Look though recent articles on leadership and you will find that creativity to be in high demand. IBM’s Institute for Business Value conducted a survey of 1,500 chief executives and discovered that creativity had risen to top as the most valuable attribute of a leader. The ability to generate new idea, and solve problems creatively has become the new competency that is supposed to ensure the success of a business in tight economic times. 
But you cannot keep adding to new competencies without some sacrifice. Basically any business needs to consider which attributes, such as team player or works well with others, that they are willing do without in when they hire a creative person. Øyvind L. Martinsen of the BI Norwegian Business School recommends that “An employer would be wise to conduct a position analysis to weigh the requirements for the ability to cooperate against the need for creativity.” 
One of those attributes that might have to be sacrificed to obtain a creative leader, is having a person who fits the appearance of leadership. Research from Netherlands indicates that in business culture, groups expect the leader to conform to the norms. Those who establish a group identity and are typical of a group tend to be more influential because it appears that their self interests are also the group’s interest.  Following company culture to ensure success is pretty much the opposite from being original.

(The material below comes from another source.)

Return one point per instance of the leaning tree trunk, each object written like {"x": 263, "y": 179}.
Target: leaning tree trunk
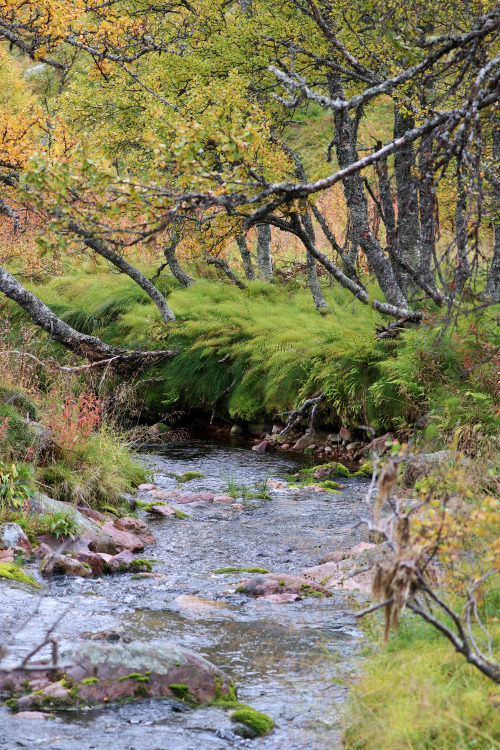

In a study in India, employees were rated for “leadership potential and creative idea expression.” The result showed that employees perceive as creative were not perceived as good leaders. The same is true in the United States. However, in research people expressing creative ideas are more accepted as leaders if they are also charismatic. Unfortunately this research fed the creative ideas to people with presented them in a highly charismatic manner and those whose acted in a more staid manner. Both groups were acting, and the ideas presented by them were the same. The control environment in which research studies are performed makes it hard to determine how creativity personality traits and charisma actually interact. 
Research on creative people almost never mentions charisma. Most indicate people like the ones that observed by Martinsen, who “are obstinate and find faults and flaws in ideas and people.” They are more concerned about what they achieve rather than how much others like them. So employees may like leaders who exhibit charisma and businesses may demand leaders who are creative. But the chances of getting both are very rare.